I was also attached to my Guild Starfire bass guitar,
a short-scale bass with one pickup near the bridge; it didn't have much
fundamental in its sound (I think there must have been something wrong
with it, but I never found it), so I used a bass-booster box with it.
We played a gig at a high school in western Kansas, and during setup,
the Guild - which had no case - fell over and the neck fractured at the
headstock. Luckily, there was a Fender Precision in the band room
to play the gig with. I had the Guild repaired. Sometime in
late '73 I offed the Starfire and got a Fender Mustang bass, a big
improvement.
At first, I was using a Sunn Sorado head with a Sunn speaker with two
JBL D140s. The Sunn, though a great amp, was only designed to
make 50 watts, so, later, we had an Ampeg
VT-22 combo guitar amp we didn't need, so we cut the speaker
portion off of it and used it as the bass head, making it the
equivalent of a V4B.
Great amp.
Darrell always used a Gibson
ES-345, which he bought for the
Penetrations, and a Fender Twin Reverb with JBL D120 speakers.

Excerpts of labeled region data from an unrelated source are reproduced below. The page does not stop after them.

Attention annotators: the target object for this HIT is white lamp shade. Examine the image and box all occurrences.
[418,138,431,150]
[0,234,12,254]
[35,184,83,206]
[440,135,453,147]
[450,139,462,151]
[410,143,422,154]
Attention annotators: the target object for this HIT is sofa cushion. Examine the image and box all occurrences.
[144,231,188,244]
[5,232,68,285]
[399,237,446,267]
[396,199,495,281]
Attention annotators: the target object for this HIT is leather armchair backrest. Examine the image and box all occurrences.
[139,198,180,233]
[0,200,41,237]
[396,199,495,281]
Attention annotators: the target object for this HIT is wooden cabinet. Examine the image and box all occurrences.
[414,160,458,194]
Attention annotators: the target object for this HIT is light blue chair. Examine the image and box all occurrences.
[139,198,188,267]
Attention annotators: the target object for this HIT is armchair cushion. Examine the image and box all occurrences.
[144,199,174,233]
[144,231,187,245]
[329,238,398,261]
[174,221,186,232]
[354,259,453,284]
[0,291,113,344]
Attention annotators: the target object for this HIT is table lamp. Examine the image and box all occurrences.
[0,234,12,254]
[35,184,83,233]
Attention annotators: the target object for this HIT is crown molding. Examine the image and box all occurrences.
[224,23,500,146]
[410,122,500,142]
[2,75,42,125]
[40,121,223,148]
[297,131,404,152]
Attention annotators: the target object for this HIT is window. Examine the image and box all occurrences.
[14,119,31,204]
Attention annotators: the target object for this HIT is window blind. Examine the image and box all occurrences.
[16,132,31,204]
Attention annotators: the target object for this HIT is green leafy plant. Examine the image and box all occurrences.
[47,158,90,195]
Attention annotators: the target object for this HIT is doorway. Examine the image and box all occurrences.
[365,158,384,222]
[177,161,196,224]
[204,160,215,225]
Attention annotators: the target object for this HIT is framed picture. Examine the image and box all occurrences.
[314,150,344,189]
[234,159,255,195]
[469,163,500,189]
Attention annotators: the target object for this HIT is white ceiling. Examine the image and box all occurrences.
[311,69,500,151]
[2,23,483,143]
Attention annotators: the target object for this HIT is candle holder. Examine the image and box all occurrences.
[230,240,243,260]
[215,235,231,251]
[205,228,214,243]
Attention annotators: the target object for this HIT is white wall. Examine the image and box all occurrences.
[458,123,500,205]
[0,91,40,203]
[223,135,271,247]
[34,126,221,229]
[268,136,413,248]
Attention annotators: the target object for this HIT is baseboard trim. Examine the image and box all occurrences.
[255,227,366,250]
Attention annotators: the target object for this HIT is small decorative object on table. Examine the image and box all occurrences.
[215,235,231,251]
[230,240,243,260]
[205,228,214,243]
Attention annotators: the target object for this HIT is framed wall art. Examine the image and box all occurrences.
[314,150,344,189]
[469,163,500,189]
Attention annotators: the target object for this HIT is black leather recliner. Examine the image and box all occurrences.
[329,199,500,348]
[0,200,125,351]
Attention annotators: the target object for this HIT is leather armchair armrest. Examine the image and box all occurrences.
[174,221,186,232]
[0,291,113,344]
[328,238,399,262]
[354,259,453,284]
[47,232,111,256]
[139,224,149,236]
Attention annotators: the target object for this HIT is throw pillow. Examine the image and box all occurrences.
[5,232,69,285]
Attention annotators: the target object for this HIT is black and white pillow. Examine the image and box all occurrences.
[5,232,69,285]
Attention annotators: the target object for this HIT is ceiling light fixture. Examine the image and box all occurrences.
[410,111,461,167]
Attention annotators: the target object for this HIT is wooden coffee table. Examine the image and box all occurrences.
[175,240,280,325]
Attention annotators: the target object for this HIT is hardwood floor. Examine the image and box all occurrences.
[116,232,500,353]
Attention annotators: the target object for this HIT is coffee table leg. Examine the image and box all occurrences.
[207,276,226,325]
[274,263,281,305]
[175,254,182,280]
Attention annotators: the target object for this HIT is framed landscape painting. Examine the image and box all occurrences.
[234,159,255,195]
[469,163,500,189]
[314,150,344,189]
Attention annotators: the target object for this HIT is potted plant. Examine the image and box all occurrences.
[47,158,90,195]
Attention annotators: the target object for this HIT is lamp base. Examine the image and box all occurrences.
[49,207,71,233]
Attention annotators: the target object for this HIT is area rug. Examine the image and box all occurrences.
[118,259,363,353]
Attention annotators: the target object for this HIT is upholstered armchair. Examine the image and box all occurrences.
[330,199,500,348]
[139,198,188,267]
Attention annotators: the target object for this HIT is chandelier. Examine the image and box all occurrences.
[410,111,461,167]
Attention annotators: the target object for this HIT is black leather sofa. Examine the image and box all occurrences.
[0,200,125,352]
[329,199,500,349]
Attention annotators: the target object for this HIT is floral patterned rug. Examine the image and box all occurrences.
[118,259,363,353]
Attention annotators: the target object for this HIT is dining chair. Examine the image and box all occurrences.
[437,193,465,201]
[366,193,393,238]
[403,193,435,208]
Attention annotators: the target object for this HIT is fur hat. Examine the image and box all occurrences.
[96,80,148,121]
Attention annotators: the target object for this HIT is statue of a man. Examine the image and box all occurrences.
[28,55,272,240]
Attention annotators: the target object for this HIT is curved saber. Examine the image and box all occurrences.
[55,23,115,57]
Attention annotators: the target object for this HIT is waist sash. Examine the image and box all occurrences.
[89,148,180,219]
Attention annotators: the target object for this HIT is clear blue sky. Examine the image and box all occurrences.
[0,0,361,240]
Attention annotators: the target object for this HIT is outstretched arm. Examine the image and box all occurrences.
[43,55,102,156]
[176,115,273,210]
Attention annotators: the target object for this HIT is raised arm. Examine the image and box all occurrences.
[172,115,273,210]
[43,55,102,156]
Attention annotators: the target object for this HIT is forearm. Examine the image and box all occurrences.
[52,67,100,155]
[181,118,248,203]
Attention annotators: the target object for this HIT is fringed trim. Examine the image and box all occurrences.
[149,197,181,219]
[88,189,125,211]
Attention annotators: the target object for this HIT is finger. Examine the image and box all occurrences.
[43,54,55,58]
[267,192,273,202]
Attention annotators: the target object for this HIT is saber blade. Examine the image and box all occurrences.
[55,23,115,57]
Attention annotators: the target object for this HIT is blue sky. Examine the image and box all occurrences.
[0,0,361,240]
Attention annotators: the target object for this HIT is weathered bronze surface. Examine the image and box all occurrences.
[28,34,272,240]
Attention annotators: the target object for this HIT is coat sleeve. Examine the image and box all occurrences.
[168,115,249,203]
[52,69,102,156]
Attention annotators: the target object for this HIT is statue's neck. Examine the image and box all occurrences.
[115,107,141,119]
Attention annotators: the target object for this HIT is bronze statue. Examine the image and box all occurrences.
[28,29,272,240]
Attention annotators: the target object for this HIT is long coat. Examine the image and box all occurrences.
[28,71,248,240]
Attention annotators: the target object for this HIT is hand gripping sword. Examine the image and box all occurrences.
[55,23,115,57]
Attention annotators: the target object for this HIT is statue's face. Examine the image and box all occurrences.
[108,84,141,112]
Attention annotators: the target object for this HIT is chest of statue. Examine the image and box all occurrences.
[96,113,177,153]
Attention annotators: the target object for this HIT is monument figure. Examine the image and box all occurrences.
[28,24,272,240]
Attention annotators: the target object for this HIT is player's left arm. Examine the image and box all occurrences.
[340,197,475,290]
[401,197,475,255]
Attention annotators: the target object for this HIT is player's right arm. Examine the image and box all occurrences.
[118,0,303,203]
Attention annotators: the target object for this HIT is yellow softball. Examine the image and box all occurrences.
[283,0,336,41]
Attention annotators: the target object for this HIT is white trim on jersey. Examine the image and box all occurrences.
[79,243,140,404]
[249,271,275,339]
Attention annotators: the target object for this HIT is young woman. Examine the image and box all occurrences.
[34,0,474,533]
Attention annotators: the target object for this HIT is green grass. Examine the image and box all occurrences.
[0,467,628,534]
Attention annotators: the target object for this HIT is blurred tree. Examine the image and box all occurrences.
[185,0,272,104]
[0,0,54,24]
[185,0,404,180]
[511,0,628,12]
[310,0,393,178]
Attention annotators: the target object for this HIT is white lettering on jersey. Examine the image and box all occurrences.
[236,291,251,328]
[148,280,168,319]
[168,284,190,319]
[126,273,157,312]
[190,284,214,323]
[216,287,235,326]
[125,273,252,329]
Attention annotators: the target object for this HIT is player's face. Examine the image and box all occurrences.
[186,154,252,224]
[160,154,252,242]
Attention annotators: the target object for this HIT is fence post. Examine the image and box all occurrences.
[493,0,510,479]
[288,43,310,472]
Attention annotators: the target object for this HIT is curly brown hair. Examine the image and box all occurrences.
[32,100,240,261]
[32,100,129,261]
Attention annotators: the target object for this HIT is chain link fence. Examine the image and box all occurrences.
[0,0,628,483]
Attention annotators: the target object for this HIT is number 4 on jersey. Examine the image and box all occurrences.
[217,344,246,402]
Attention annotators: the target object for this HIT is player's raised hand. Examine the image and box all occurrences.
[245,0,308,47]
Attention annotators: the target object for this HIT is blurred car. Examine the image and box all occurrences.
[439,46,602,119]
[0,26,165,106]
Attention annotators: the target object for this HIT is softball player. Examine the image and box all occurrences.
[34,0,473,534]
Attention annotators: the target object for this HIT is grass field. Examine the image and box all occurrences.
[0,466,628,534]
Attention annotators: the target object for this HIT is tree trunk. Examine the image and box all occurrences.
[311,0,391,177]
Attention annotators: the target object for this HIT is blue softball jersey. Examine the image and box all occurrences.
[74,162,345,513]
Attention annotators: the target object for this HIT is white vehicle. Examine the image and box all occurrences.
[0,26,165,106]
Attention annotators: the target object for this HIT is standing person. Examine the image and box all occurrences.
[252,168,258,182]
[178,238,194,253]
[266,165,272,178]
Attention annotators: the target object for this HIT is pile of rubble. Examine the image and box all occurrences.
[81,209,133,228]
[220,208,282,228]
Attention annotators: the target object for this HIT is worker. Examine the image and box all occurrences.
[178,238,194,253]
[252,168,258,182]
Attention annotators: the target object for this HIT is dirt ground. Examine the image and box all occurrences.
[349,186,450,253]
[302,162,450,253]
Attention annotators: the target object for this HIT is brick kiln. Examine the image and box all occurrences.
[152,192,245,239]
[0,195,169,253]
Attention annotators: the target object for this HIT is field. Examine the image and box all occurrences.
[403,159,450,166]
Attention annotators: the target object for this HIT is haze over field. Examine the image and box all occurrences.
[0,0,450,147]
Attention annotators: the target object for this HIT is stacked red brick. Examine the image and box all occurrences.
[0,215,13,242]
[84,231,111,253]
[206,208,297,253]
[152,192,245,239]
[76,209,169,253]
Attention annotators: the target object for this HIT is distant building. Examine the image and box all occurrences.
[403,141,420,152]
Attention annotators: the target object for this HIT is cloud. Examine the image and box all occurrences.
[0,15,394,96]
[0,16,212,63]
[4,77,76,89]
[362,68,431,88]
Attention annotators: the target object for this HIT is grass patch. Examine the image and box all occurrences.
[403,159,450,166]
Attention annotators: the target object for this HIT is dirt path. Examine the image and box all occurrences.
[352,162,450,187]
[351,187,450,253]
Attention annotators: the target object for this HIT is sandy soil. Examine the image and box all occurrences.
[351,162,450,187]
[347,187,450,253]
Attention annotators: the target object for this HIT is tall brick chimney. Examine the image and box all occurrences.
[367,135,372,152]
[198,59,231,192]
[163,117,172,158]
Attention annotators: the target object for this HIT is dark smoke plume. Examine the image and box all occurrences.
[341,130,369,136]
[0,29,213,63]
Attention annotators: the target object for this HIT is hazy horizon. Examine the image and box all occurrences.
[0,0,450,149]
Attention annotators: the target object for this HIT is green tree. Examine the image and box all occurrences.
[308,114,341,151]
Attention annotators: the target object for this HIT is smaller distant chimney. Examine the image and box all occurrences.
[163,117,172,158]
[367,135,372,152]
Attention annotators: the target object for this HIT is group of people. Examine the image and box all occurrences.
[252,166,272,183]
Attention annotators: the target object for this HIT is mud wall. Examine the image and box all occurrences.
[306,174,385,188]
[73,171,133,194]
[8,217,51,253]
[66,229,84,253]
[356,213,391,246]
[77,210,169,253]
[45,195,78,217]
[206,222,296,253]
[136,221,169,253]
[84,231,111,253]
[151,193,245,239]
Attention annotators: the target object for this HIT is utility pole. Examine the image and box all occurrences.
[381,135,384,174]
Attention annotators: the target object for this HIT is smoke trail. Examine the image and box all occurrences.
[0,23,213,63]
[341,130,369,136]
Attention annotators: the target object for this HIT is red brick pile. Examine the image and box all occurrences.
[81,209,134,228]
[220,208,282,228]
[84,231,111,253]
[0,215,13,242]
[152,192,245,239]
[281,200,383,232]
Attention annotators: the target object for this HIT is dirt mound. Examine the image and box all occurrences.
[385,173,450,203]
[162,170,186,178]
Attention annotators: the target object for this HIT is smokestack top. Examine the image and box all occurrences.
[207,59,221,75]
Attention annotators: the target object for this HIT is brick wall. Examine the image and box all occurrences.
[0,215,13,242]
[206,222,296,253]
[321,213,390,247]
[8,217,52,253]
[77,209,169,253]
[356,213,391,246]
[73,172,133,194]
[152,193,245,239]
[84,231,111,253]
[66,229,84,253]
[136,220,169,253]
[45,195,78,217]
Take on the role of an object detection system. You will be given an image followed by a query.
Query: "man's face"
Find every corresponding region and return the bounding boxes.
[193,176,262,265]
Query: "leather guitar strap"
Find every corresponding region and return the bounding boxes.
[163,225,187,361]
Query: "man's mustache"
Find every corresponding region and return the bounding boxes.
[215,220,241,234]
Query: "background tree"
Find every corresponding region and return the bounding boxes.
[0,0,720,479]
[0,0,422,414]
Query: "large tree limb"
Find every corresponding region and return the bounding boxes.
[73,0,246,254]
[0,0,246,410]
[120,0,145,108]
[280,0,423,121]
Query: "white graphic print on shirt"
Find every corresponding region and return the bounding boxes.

The 345
is a stereo guitar, but he used a "Y" adapter with both cables plugged
into the single amp.
Darrell calls that Twin Reverb "the best-sounding amp I've ever used."
Brad started out playing Michael's RMI "Electra Piano" electric
keyboard, and I think we plugged it into a Traynor bass-instrument amp
with at first a Showman speaker; later, Brad would get a full-range
speaker with woofer and tweeter. The RMI had no touch control but it
DID have an organ sound. Brad didn't like it. At some point Brad
acquired a Leslie speaker and a Hammond M3 organ. That
was sweet, but carrying that rig up and down the stairs to the loft was
hard. The "late" Penetrations era saw Brad using a Fender Rhodes piano,
with no way to produce an organ sound at all.
Buddy, of course, played his blue-sparkle Ludwig drums with an
assortment of great Zildjian cymbals.
He had a custom design on his bass-drum head (the smudge wasn't there):
We started out with a Shure Vocal
Master PA. This was 100 watts, 6 mic inputs, and column speakers.
In late '72 or early '73, we acquired JBL 4530 scoops and horns. This was a BIG
improvement in our sound. We kept one of the Shure columns for use as a
monitor speaker.
We didn't have the best mics. Becky used an AKG D100, I used a Shure 55
(the "Elvis" mic, not that great); Buddy used a Shure Unidyne, and Brad
used a Turner 510. And we traded around from time to time.